Observers can be valuable where the investor wants close monitoring without taking on full director duties, or where local rules or conflicts of interest make a board seat less attractive. However, confidentiality, insider information and competition-law issues must still be managed.


2. Board-Level Veto Rights: Budget, Borrowing, Strategic Moves

Beyond simply sitting on the board, VCs will usually require veto rights over specific board decisions, sometimes called “reserved matters”. Common examples include:

  • Approval of the annual budget and business plan;
  • Borrowing or granting security above certain thresholds;
  • Significant capital expenditure or acquisitions;
  • Creation of liens or guarantees in favour of third parties;
  • Changes in senior management (CEO/CFO appointment and dismissal);
  • Entering into material related-party transactions.

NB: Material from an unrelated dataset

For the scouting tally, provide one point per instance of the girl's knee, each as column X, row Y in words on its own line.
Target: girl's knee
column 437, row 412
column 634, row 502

Technically, these are implemented in two ways:

  • By requiring that certain decisions be taken by a super-majority of the board that includes the affirmative vote of the investor director; and/or
  • By providing in the shareholders’ agreement that the company and founders must not cause these actions to occur without prior written consent of the investor.

Care must be taken not to paralyse the company. If veto lists are too broad or thresholds too low, management may be unable to act commercially. On the other hand, well-calibrated board vetoes are crucial to avoid unwanted leverage, risky borrowing or uncontrolled dilution of value.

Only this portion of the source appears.